Drug loading of microemulsion is critical to its performance in-vivo. The results show that the amount of cosurfactant added to the formulation does significantly impact the drug content, while the other factors do not. Tween 80 is observed to have both positive and negative impact on drug loading. In previous studies, it was shown that moderate amounts of Tween 80 promoted drug loading and entrapment efficiency, while higher or lower amounts led to aggregation and instability, which in turn hindered the drug loading [48]. Alternatively, the amount of Capryol 90 seems to have a very minimal effect on drug loading, with no obvious trends observed. Overall, the results from this DOE highlight the complex interplay between excipients in microemulsion formulations and underscore the importance of optimizing each component’s concentration to achieve maximum drug loading. When evaluated for stability up to 3 months, A190-PD-60-ME exhibited excellent stability, confirming its thermodynamically stable nature and viability of use after long-term storage.
When tested in rats, A190-PD-60-ME exhibited improved pK performance as compared to the A190-PD-60 dispersion. In previous studies, oral microemulsions have been shown to bypass the hepatic portal route, promote lymphatic transport of lipophilic drugs, reduce cytochrome P450 metabolism in enterocytes, and overcome enterohepatic recirculation [49], which would explain the observed increase in drug exposure. Moreover, the enhanced oral absorption and bioavailability of A190-PD-60-ME could be attributed to several mechanisms such as paracellular transport where surfactants in the microemulsion may open tight junctions between intestinal epithelial cells, allowing for increased paracellular transport of the drug [50]. Similarly, the oil components in the microemulsion are likely digested by pancreatic lipases, creating an environment where A190-PD-60 remains solubilized [51,52]. This solubilized drug can then passively diffuse across the intestinal epithelium more efficiently than the suspension form, explaining the higher overall absorption. In contrast, the suspension may precipitate, limiting its absorption, as evidenced by its lower and slower absorption profile. The drug particles in the suspension dissolve gradually in the gastrointestinal tract, leading to prolonged, rate-limited absorption, a characteristic of flip-flop kinetics [53].
Based on our current study, A190-PD-60 exhibits an aqueous solubility of 1.4 ± 0.23 µg/mL and a PAMPA permeability (Pe) of <0.1 × 10−6 cm/s. Given its low solubility and low permeability, A190-PD-60 is predicted to fall under BCS Class IV [54]. This classification highlights the challenge of achieving sufficient oral bioavailability and justifies our strategy of utilizing both prodrug design and a microemulsion-based delivery system to enhance solubility and promote GI absorption.

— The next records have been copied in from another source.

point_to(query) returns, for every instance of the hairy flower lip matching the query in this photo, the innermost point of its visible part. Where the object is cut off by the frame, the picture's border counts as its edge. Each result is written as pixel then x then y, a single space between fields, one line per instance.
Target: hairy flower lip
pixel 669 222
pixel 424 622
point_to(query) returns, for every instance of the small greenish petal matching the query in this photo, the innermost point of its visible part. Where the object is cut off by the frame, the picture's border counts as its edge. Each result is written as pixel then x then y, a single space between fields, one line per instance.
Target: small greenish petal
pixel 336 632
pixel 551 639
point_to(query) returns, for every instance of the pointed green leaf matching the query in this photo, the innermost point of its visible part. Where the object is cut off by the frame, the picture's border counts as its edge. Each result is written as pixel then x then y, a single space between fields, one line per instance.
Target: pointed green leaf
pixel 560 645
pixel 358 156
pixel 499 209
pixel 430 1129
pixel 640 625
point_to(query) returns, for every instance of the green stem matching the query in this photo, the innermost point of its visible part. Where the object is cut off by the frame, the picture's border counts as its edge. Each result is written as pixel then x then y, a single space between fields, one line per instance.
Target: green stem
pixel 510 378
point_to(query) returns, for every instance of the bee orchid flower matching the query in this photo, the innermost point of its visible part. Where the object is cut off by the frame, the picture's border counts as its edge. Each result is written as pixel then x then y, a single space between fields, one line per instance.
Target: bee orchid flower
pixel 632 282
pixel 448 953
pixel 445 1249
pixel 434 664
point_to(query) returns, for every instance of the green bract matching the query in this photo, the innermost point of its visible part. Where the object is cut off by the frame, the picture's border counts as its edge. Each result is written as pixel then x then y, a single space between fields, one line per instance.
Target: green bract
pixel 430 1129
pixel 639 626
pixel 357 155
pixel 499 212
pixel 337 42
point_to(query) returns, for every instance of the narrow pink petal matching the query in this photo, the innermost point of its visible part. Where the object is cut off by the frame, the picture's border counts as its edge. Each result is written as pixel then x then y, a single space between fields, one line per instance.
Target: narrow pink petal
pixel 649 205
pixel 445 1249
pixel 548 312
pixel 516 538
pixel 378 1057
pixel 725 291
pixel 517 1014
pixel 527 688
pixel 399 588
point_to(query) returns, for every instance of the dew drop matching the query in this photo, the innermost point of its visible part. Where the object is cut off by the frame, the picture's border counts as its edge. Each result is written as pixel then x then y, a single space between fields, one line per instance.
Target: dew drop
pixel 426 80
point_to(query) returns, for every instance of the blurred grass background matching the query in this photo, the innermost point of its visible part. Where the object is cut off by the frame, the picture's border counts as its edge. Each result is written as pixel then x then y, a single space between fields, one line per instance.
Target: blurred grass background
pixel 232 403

5. Conclusions and Future Directions

This study explored the synthesis of four novel A190 prodrugs aimed for oral delivery of non-fibrate PPARα agonists. Among them, A190-PD-60 emerged as the lead candidate based on its favorable chemical stability and efficient plasma cleavage. To further enhance its performance, A190-PD-60 was formulated into an oral microemulsion (A190-PD-60-ME). A190-PD-60-ME achieved a 5.9-fold increase in the oral bioavailability of A190 compared to its dispersion form in an oral pharmacokinetic study. These findings highlight the synergistic potential of combining prodrug strategy with microemulsion-based delivery to overcome solubility and permeability limitations of A190 and enhance its oral bioavailability. Future efforts should focus on further optimizing prodrug chemistry (e.g., activated esters, steric modifications) in order to enhance hydrolysis efficiency. Similarly, leveraging alternative oral formulation strategies such as solid self-emulsifying formulations for sustained release, and ultimately testing therapeutic outcomes of these delivery systems in PPARα associated disease models would be crucial in the future. Furthermore, we employed the PAMPA-based permeability model in the current study. Future investigations shall incorporate Caco-2-based permeability assays to account for the potential contribution of active transport and efflux mechanisms.

Supplementary Materials

The following supporting information can be downloaded at: https://www.mdpi.com/article/10.3390/biom15081101/s1, Figure S1: 1H and 13C NMR Spectrum of A190-PD-9, Figure S2: 1H and 13C NMR Spectrum of A190-PD-14, Figure S3: 1H and 13C NMR Spectrum of A190-PD-154, Figure S4: 1H and 13C NMR Spectrum of A190-PD-60, Figure S5: Ex-vivo hydrolysis of prodrugs in rat plasma, Figure S6: Representative images of A190-PD-60-ME formulations as suggested by Box-Behnken analysis, Figure S7: In vitro cell cytotoxicity assay of A190-PD-60 (in 0.2% DMSO), vehicle microemulsion, and A190-PD-60-ME on HepG2 cells and Caco-2 cells after incubation for 48 h. Table S1: Aqueous solubility of A190 prodrugs.

Author Contributions

Conceptualization, S.P., C.Q., R.P., Z.H. and G.B.; Methodology, S.P., C.Q., R.P., Z.H. and G.B.; formal analysis, S.P., C.Q., R.P., Z.H. and G.B.; investigation, S.P., C.Q., R.P., Z.H. and G.B.; writing—original draft preparation, S.P., C.Q., R.P., Z.H. and G.B.; writing—review and editing, M.G., Q.X. and A.S.D.; supervision, Q.X. and A.S.D.; project administration, Q.X. and A.S.D.; funding acquisition, Q.X. and A.S.D. All authors have read and agreed to the published version of the manuscript.

Funding

This work was partially funded by grants from the National Institutes of Health (NIH) (R01EY033477, R21EY028279, and R01EY030472), the VCU George and Lavinia Blick Research Fund to Q.X.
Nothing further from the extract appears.